Though much attention has been
focused on the mathematical description of the cell model of human
ventricular myocyte, the heterogeneity in the ventricular wall has not
gained much attention. Ten Tusscher et al. have developed a model to
present different APs in different layers of human ventricle, but only
transient outward current and the slow component of the delayed
rectifier current were concerned. Seemann et al. have developed a model
to reconstruct the heterogeneity in human ventricular myocardium, in
which the parameters and conductance of Ito, IKs, IK1 and INaCa were
adjusted according to the recent experimental data.
This diploma thesis was focused on
the electromechanical heterogeneity in human left ventricular myocytes.
The Iyer et al. model was used and modified to reconstruct the
inhomogeneous transmembrane electrophysiology and intracellular calcium
activities. The modified model was able to simulate the heterogeneous
densities or properties of late sodium current (late INa), transient
outward current (Ito), slow component of delayed rectifier current
(IKs), inwardly rectifier current (IK1) and sodium-calcium exchange
current (I), as well as calcium release (Irel) and uptake (Iup)

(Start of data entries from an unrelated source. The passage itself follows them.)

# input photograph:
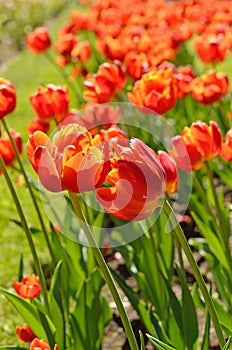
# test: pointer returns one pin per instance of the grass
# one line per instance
(27, 72)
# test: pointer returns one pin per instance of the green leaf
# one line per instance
(142, 341)
(159, 344)
(91, 314)
(56, 306)
(226, 346)
(190, 322)
(30, 314)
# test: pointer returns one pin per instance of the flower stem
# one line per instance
(221, 224)
(201, 283)
(105, 272)
(38, 267)
(30, 191)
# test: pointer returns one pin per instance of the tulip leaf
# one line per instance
(56, 306)
(159, 344)
(30, 314)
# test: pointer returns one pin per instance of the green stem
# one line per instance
(105, 272)
(201, 283)
(30, 191)
(38, 267)
(222, 228)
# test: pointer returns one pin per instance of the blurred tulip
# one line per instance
(137, 181)
(25, 334)
(157, 90)
(37, 124)
(6, 148)
(50, 102)
(72, 161)
(171, 175)
(210, 87)
(7, 97)
(211, 49)
(41, 345)
(29, 287)
(226, 150)
(39, 40)
(196, 144)
(108, 81)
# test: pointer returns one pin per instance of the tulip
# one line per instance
(137, 183)
(210, 87)
(41, 345)
(157, 90)
(108, 81)
(171, 175)
(25, 334)
(226, 150)
(29, 287)
(39, 40)
(7, 97)
(50, 102)
(6, 148)
(196, 144)
(72, 161)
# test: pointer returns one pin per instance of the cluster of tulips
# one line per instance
(87, 149)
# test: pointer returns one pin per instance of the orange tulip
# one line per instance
(37, 124)
(171, 175)
(72, 161)
(7, 97)
(137, 181)
(6, 149)
(102, 87)
(210, 87)
(41, 345)
(25, 334)
(39, 40)
(226, 150)
(50, 102)
(29, 287)
(157, 90)
(211, 49)
(196, 144)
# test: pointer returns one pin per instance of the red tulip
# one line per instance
(108, 81)
(50, 102)
(39, 40)
(7, 97)
(29, 287)
(171, 175)
(41, 345)
(226, 150)
(25, 334)
(196, 144)
(137, 181)
(6, 149)
(157, 90)
(210, 87)
(72, 161)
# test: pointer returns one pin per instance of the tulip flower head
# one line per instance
(7, 97)
(137, 183)
(6, 148)
(210, 87)
(226, 150)
(39, 40)
(41, 345)
(29, 287)
(196, 144)
(25, 334)
(50, 102)
(157, 90)
(72, 160)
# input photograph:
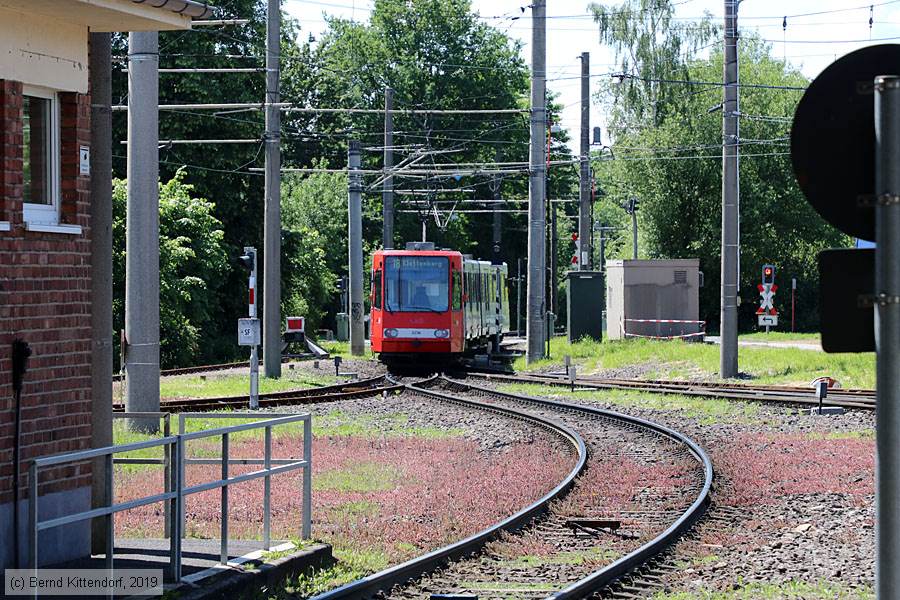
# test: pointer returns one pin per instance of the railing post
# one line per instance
(167, 474)
(307, 478)
(177, 509)
(267, 489)
(182, 526)
(110, 518)
(224, 541)
(32, 517)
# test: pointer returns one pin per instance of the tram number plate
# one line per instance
(248, 332)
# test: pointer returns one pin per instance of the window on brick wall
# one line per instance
(41, 155)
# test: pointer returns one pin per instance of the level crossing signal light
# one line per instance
(247, 259)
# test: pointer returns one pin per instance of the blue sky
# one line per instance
(810, 41)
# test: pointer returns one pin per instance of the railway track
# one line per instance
(590, 548)
(342, 391)
(850, 398)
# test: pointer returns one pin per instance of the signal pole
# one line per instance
(388, 185)
(142, 231)
(536, 183)
(585, 257)
(728, 357)
(357, 326)
(272, 223)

currents of sarcoplasmic reticulum in calcium handling. With these
modifications, the difference in APs, calcium transients and tension
development of Epi, M and Endo cell in human left ventricle can be
reconstructed. Cordeiro et al. have published the heterogeneous AP and
calcium activity in
canine left ventricle. The tendency
of the regional difference in AP, calcium transient, as well as
mechanical function, in this simulation work showed good agreement to
their experiment. This work can explain how heterogeneous transmembrane
ion currents and intracellular calcium handling lead to an
inhomogeneous electrophysiology of human left ventricular myocytes but
a more homogenized contraction of the ventricular wall. Heterogeneity
is such an important characteristic of human left ventricle, that it
might determine the electromechanical properties of ventricle,
furthermore, its abnormality might be the crucial basis of some kind of
heart failing. Myocytes with mishandling of calcium are the central
cause of both contractile dysfunction and arrhythmias in
pathophysiological conditions. This simulation could contribute to the
simulation of calcium handling in failing heart and the research of
human cardiac diseases in the future.